When the sender's send buffer is full your send completions will take longer to occur, if you increment a counter when you issue an asynchronous send operation and you decrement the counter when the operation completes you can track how many operations are pending at any given time. In our diagram above the number of pending operations determines the size of the orange resource bubble.
By tracking the number of pending send operations you can decide to do something different once the number gets "too high". The Server Framework provides a TCP connection filter (see here
) which will automatically queue subsequent sends in a per connection queue inside the framework. This allows you to control the amount of non-paged pool memory that is used by restricting the number of pending send operations but still allows you to queue data to be sent. In effect you're adding another resource bubble and taking control of the size of both of the bubbles. You then use subsequent send completions to drive new asynchronous send requests which take their data from the data that you have queued for transmission and when the data queue is empty and the number of pending asynchronous send operations is below your limit the sends can send directly. This design allows you to maintain control of non-paged pool usage and allows you more flexibility over what you do when you are queueing too much data in the sending application.
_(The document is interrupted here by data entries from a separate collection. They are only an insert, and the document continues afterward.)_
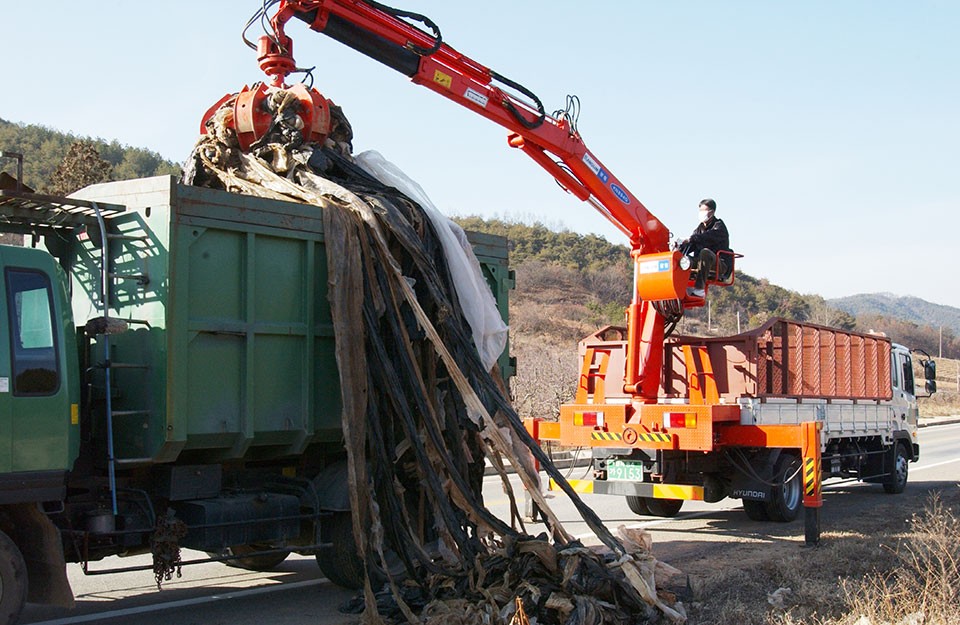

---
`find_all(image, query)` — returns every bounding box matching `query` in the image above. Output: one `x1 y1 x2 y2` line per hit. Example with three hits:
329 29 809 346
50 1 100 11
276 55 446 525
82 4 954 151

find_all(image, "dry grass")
690 489 960 625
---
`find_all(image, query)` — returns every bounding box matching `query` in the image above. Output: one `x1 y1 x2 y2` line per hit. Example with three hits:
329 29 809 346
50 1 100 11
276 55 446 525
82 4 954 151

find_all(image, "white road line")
24 577 328 625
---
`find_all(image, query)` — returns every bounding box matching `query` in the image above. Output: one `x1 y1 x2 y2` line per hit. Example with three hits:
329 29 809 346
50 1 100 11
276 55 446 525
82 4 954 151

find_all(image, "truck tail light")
663 412 697 428
573 412 603 427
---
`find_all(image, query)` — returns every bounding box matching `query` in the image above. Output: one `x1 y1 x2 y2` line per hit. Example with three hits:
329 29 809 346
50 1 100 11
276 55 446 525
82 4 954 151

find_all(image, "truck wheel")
627 495 650 516
743 499 770 521
643 497 683 517
764 454 803 523
224 544 290 571
883 443 910 495
317 512 365 590
0 532 27 625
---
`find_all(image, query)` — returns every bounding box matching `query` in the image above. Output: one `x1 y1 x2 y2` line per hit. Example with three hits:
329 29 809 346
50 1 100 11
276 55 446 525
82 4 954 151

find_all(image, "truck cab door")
891 351 918 429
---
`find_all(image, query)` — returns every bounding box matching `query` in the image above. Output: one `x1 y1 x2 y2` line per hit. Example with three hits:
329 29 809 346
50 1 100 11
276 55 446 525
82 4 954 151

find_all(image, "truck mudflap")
550 480 703 501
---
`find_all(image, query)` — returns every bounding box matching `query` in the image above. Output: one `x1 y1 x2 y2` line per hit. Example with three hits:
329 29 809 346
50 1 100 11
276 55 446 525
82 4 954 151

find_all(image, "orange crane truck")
201 0 935 543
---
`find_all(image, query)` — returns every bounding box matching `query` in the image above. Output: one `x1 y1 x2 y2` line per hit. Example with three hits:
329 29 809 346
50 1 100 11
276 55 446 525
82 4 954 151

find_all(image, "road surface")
21 424 960 625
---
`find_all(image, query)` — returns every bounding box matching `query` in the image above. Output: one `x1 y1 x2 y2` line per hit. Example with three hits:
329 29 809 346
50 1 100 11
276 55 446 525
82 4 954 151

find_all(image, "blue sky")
0 0 960 306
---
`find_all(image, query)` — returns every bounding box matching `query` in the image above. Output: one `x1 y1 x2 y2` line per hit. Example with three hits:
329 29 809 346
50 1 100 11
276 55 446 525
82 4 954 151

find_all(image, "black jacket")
687 217 730 254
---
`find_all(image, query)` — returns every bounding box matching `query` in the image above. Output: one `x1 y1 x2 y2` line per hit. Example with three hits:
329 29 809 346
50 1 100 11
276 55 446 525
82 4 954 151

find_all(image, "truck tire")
883 443 910 495
764 454 803 523
0 532 27 625
643 497 683 517
224 544 290 571
317 512 365 590
743 499 770 521
627 495 650 516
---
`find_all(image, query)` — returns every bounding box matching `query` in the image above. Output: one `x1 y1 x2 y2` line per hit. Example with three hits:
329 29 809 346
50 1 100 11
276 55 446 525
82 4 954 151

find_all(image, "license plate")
607 460 643 482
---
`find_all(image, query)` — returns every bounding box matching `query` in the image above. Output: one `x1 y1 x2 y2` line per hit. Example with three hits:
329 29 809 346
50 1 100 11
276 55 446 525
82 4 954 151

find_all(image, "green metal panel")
0 246 80 473
74 177 341 462
67 176 511 463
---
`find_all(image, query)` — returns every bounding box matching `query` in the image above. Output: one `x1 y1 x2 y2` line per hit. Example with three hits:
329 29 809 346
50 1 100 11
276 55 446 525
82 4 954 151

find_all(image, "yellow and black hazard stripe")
590 432 623 441
803 458 819 497
637 432 673 443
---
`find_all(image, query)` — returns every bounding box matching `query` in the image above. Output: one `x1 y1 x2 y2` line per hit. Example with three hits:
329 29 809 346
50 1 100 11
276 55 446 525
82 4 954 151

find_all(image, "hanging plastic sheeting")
354 150 507 369
184 90 685 625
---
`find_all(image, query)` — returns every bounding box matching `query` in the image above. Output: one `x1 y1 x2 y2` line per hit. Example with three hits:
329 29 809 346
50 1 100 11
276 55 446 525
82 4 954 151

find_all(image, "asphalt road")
21 424 960 625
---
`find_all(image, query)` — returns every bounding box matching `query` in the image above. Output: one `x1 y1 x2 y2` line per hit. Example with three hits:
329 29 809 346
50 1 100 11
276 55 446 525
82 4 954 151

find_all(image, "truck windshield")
6 269 60 395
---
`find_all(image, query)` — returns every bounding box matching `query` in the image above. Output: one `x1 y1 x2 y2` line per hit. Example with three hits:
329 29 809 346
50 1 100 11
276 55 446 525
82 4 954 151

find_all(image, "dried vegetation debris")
184 88 685 625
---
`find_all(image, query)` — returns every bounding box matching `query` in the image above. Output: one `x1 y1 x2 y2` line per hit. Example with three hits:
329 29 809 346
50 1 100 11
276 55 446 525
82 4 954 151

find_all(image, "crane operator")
679 198 730 297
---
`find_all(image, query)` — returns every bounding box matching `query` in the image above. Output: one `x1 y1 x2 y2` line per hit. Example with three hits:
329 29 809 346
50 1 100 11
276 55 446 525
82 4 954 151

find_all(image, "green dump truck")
0 176 513 624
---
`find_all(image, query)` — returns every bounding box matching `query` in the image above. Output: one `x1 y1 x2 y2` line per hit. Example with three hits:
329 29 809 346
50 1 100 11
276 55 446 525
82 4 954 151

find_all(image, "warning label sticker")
433 70 453 89
637 259 670 273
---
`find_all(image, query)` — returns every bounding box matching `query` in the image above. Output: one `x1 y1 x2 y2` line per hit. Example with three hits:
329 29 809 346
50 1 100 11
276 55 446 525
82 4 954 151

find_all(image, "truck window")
6 269 60 395
901 354 916 395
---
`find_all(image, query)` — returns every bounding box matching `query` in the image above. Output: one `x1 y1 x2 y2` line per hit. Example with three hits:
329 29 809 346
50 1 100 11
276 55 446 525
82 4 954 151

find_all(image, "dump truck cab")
0 245 80 504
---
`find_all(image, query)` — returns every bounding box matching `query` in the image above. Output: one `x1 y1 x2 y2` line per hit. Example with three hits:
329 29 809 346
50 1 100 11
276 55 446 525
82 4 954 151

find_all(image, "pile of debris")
184 90 685 625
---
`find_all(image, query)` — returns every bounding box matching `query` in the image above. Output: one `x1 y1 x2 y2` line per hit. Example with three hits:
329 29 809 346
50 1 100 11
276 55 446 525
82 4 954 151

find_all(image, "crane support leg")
800 422 823 547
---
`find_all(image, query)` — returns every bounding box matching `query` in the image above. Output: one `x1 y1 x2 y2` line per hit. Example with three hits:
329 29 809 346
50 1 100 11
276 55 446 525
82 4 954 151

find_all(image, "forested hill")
0 119 180 193
828 293 960 335
456 217 960 358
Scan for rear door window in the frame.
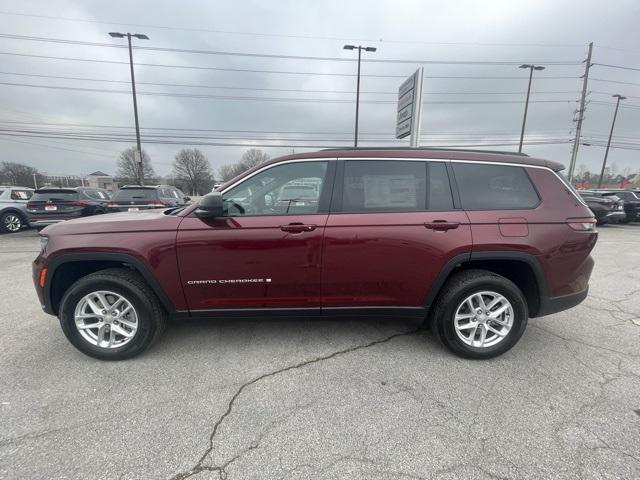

There's still a problem if the receiving application can not catch up with the amount of data that is being generated on the sender, but now you have a way to throttle the sender as you know how many send operations are outstanding and, if you're buffering outside of the Windows Overlapped I/O system as we do in The Server Framework, you can make decisions when a connection gets to a point where it has "too much" data buffered. The standard filter that The Server Framework provides allows you to easily decide to throttle the sender, drop pending data (if your application level protocol supports unreliable or optional messages) or simply abort the connection.
A similar scheme for managed code would be restricting the number of buffers that are pinned at one time and therefore limiting the damage to the garbage collector that the design of this part of the managed asynchronous networking API can cause. It's still wise to allocate all of your I/O buffers as a single contiguous block of memory and suballocate from within that to force the pinned object into the large object heap and to minimise the problems caused by pinned I/O buffers.
The main thing to realise here is that if you use ANY of the asynchronous network send APIs on Windows, managed or unmanaged, then you are handing control over the lifetime of your send buffers to the receiving application and the network. Failure to actively manage the number outstanding asynchronous send operations that you have pending at any one time means that your application could run out of memory simply because a client connects to you over a slow network. Worse than this, it means that your application could, potentially, exhaust the non-paged pool memory of the machine on which it's running and this could cause drivers to fail and the operating system to become unstable.